Pet Shop Boys: Ultimate Pet Shop Boys

Pet Shop Boys
Ultimate Pet Shop Boys
Parlophone
Import

Che Guevara and Debussy would both have major problems with Ultimate Pet Shop Boys — and not just because they already shelled out for the Pop Art compilation back in 2006. Che would be upset by the absence of the Boys’ two greatest capitalist satires, “Opportunities (Let’s Make Lots of Money)” and “Rent”. (Don’t mess with Che when he’s upset.) Debussy would miss the Tchaikovsky-sampling “All Over the World” and the kept-woman evocation “Rent”. As for everybody else: did I mention this CD doesn’t include “Rent”? What have we done to deserve this?

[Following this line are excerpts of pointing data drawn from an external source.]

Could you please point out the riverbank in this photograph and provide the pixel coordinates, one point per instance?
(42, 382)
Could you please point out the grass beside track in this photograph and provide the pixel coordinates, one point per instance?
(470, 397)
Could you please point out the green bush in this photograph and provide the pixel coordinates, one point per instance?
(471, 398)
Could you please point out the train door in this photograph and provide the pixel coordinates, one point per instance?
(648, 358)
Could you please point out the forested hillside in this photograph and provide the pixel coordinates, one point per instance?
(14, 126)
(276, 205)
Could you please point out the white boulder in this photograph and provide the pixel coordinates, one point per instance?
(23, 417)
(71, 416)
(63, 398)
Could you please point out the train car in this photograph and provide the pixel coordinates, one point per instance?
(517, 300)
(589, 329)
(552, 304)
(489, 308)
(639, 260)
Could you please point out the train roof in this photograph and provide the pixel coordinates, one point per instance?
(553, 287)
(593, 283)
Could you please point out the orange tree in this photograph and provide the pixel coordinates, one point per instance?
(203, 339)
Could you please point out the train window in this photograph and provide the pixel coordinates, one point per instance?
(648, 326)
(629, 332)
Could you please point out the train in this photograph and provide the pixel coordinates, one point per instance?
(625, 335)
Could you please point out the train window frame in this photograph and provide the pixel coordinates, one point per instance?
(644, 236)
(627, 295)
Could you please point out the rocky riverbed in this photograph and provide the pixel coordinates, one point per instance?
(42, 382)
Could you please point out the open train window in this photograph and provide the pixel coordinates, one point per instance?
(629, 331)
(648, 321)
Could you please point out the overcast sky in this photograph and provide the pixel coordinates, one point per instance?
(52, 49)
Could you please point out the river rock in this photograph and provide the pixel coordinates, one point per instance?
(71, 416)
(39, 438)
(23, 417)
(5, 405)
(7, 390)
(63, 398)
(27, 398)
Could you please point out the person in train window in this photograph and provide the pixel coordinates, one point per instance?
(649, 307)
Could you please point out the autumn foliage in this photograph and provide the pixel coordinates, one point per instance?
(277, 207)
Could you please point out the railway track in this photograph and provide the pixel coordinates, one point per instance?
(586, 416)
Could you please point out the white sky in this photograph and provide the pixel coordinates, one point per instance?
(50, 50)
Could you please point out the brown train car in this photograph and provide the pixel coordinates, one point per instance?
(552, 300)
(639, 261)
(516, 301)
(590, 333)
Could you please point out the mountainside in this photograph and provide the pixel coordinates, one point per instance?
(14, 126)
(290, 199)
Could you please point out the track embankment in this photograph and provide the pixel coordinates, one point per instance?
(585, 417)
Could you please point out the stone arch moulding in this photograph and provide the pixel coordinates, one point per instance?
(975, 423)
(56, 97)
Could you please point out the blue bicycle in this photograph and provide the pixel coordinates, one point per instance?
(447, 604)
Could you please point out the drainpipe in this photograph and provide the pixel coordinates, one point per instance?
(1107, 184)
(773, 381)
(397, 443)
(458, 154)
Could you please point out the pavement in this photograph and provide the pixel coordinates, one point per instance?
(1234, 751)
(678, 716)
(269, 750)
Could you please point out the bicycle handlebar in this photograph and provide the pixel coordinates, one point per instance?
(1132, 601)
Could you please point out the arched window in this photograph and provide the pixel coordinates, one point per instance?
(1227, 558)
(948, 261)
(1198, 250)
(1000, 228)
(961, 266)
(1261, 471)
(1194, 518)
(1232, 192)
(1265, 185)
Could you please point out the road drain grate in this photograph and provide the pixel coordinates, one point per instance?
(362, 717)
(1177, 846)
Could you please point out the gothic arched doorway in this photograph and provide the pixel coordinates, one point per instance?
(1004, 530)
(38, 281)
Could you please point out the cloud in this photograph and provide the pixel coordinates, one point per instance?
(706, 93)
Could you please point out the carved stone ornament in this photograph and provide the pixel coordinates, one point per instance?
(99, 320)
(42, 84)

Now, if you shell out a not-unreasonable sum of money for the Special Edition, which includes two discs of live performances, including a complete set from Glastonbury earlier this year, you’ll get all of the above songs and plenty of others you may or may not wanna hear. Look, there’s “Rent” on Top of the Pops! Crazy smoke machine; it really gets you inside the febrile mind of the kept woman. Of course, if you’re reading this review, you probably already own “Rent”, not to mention “Opportunities”. If not, go buy Pop Art. (The first Pet Shop Boys compilation, Discography, shouldn’t be considered in light of its rash decision to exclude “Go West”, the Boys’ most heartrending four minutes of bliss — said bliss, after all, is perpetually in the future, somewhere else — ostensibly because it “hadn’t been recorded yet” or something.) As a single disc compilation, Ultimate lives up to that audacious adjective worse than any album in recorded history, with the possible exception of Radio Disney Ultimate Jams, which rashly excluded the A*Teens’ “Halfway Around the World”. Se a vida é.

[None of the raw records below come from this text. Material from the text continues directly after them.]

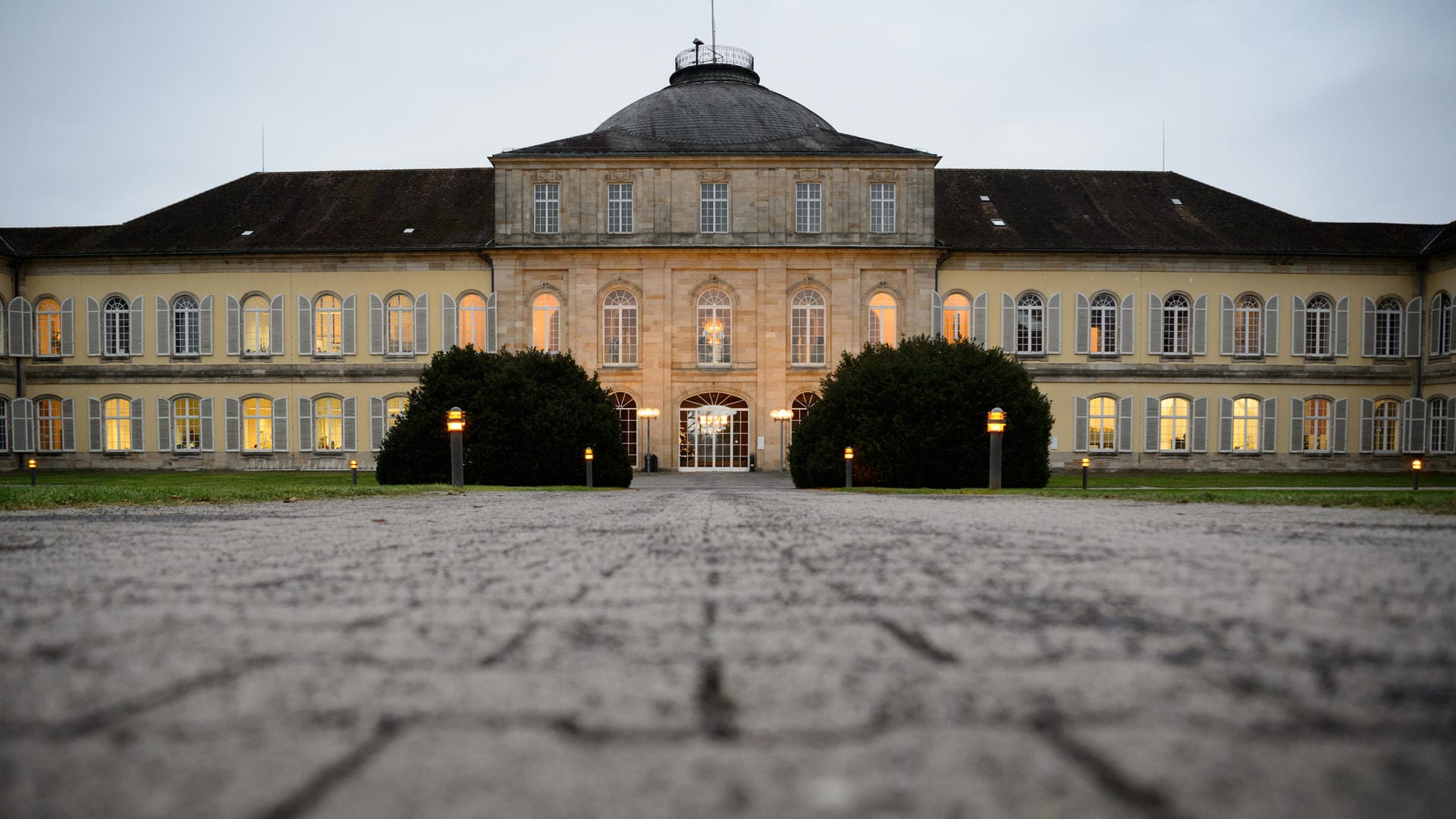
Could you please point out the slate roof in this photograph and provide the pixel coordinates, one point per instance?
(1133, 210)
(308, 212)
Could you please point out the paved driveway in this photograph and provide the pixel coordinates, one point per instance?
(724, 646)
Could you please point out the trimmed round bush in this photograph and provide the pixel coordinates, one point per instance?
(916, 417)
(529, 419)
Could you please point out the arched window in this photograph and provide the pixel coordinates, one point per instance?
(328, 325)
(115, 327)
(1103, 325)
(255, 327)
(546, 322)
(1172, 425)
(1248, 325)
(807, 328)
(1031, 324)
(883, 319)
(472, 321)
(47, 327)
(957, 318)
(619, 327)
(400, 325)
(1388, 328)
(187, 325)
(1175, 325)
(1318, 328)
(1103, 425)
(714, 328)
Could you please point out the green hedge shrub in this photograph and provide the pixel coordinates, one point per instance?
(529, 419)
(916, 417)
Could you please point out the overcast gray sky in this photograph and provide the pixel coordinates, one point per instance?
(1335, 110)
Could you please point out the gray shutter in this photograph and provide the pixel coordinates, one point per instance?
(422, 324)
(1341, 414)
(1155, 325)
(1367, 330)
(1366, 425)
(1225, 331)
(164, 423)
(235, 319)
(1226, 423)
(376, 325)
(1008, 322)
(1269, 425)
(1055, 324)
(1296, 327)
(1200, 325)
(1200, 425)
(1414, 425)
(1082, 322)
(275, 338)
(136, 327)
(350, 431)
(376, 423)
(204, 319)
(92, 328)
(305, 327)
(1079, 433)
(1296, 425)
(93, 407)
(1125, 327)
(1150, 419)
(206, 411)
(305, 425)
(447, 322)
(348, 324)
(232, 422)
(164, 331)
(1413, 328)
(281, 423)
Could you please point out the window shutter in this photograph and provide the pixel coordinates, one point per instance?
(164, 423)
(95, 423)
(1413, 328)
(164, 330)
(1200, 425)
(350, 433)
(281, 423)
(376, 423)
(206, 422)
(1079, 433)
(305, 425)
(1125, 425)
(1150, 419)
(447, 322)
(348, 325)
(1414, 425)
(1225, 327)
(1226, 423)
(1366, 425)
(1269, 425)
(92, 328)
(235, 319)
(1155, 325)
(376, 325)
(1008, 322)
(305, 327)
(204, 319)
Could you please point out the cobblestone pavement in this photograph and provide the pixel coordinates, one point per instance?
(707, 646)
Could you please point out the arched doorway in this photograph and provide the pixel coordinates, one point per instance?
(712, 433)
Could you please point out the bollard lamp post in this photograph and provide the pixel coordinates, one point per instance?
(995, 426)
(455, 423)
(781, 416)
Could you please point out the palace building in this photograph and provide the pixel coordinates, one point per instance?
(711, 249)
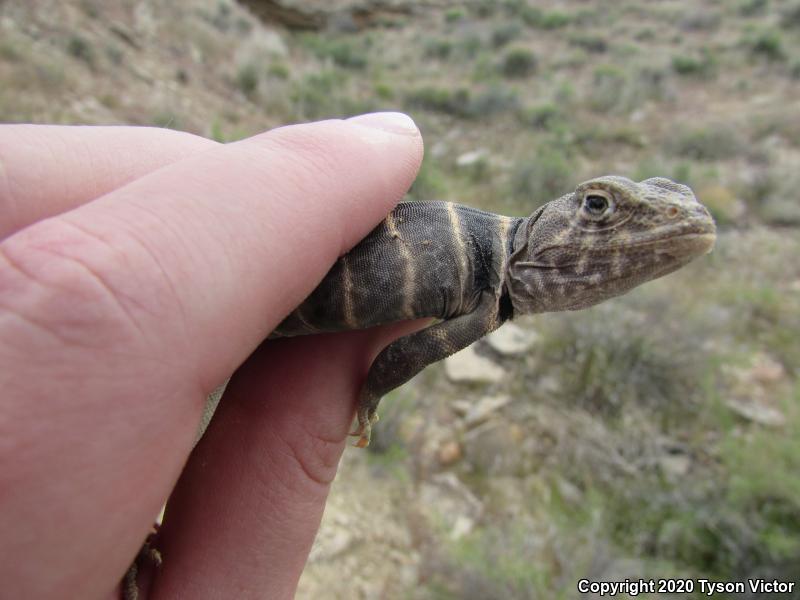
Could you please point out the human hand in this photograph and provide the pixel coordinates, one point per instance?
(139, 268)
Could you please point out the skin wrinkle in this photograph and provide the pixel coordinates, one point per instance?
(124, 530)
(57, 290)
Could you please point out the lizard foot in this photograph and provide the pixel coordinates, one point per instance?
(147, 554)
(366, 419)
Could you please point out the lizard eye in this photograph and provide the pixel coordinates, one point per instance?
(597, 203)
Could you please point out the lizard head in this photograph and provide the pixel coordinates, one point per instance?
(606, 237)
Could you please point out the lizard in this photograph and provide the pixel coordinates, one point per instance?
(471, 270)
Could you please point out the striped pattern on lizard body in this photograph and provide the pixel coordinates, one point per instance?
(472, 270)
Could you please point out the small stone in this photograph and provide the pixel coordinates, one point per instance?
(757, 413)
(675, 465)
(484, 408)
(470, 158)
(512, 340)
(767, 370)
(449, 452)
(461, 407)
(468, 366)
(463, 526)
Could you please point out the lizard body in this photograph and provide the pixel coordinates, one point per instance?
(472, 270)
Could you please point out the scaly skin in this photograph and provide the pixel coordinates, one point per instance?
(472, 270)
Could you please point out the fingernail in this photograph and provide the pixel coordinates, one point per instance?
(391, 122)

Three of the songs here are new to Pet Shop Boys comps; they’re not great. “Love etc.” is the best, a swinging capitalist-satire-with-heart that opened last year’s pretty good album Yes. “I’m with Stupid” is an ‘06 political putdown, wise and cheeky about its object’s stupidity, but not that memorable a tune. “Together” is the shiny new fan-bait; it’s the only Pet Shop Boys song in 3/4 time, and that may be the only interesting thing about it. A pleasant ode to keeping the band together for more than 25 years (no mean feat), it needn’t be heard by anyone who’s not a Pet Shop Boy. It’s as though, to commemorate their quarter-century in the biz, the Boys wrote each other a waltz. All coworkers should be so lucky.

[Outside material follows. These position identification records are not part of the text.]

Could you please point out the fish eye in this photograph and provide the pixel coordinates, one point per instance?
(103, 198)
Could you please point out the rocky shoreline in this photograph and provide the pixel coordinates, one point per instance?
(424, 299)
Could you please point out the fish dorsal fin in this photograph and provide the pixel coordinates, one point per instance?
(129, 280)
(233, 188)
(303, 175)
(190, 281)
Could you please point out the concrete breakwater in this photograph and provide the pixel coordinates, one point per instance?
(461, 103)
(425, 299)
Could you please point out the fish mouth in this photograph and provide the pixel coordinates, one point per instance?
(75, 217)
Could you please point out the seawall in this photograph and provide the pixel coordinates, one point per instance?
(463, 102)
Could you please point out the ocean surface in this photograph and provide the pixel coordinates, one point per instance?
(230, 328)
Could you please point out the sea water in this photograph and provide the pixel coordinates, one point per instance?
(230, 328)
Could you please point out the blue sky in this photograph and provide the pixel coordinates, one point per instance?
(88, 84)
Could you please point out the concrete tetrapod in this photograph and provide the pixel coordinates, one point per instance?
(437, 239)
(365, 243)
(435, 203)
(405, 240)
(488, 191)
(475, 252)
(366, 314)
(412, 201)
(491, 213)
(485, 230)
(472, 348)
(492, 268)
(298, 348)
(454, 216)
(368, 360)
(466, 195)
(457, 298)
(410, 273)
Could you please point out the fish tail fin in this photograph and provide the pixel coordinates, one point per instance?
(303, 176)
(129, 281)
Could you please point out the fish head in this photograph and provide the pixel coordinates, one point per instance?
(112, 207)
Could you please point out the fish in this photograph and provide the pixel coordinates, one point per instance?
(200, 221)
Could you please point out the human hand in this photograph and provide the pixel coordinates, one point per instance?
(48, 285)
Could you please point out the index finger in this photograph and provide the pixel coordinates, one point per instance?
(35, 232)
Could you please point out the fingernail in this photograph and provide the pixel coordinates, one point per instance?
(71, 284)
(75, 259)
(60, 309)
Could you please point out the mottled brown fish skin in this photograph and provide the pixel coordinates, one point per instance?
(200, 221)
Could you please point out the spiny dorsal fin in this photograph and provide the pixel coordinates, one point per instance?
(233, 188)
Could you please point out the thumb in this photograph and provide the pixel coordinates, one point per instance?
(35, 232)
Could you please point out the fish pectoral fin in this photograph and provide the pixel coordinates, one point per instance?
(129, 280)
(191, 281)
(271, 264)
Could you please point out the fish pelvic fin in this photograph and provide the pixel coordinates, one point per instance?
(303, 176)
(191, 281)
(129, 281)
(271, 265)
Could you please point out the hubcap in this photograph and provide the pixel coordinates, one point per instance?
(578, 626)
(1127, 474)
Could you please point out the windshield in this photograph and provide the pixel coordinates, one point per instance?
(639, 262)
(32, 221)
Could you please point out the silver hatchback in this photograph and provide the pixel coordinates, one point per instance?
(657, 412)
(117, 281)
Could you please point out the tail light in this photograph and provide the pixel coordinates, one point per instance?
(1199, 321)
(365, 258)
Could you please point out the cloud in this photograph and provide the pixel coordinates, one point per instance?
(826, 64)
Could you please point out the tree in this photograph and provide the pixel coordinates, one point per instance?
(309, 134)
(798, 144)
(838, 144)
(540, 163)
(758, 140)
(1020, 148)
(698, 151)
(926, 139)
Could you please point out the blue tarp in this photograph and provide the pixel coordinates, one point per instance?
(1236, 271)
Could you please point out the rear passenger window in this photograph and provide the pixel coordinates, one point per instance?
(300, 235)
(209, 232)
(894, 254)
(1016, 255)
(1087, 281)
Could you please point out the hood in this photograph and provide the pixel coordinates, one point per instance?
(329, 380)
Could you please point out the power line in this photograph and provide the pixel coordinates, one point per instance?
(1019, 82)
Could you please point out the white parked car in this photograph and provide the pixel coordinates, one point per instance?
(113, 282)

However redundant, Ultimate Pet Shop Boys still contains eight or nine bounce-off-the-walls, think-about-life, luxuriate-in-sound great songs. The most recent is the warm “Home and Dry”, which opened 2002’s grownup album Release with a guitar figure not unlike Puff Daddy’s “I’ll Be Missing You”. From the get-go, the Pet Shop Boys have been masters of creating vivid pop arrangements that allow every element its say, whether it’s the technicolor piano figure of “Suburbia” or the droney synth-didgeridoo — which I only just noticed — in “Where the Streets Have No Name”. French horns seem to pop up everywhere. While their synthpop peers Erasure needed a couple years to concoct a full sound, Pet Shop Boys seemed to hit the ground running with the dogs.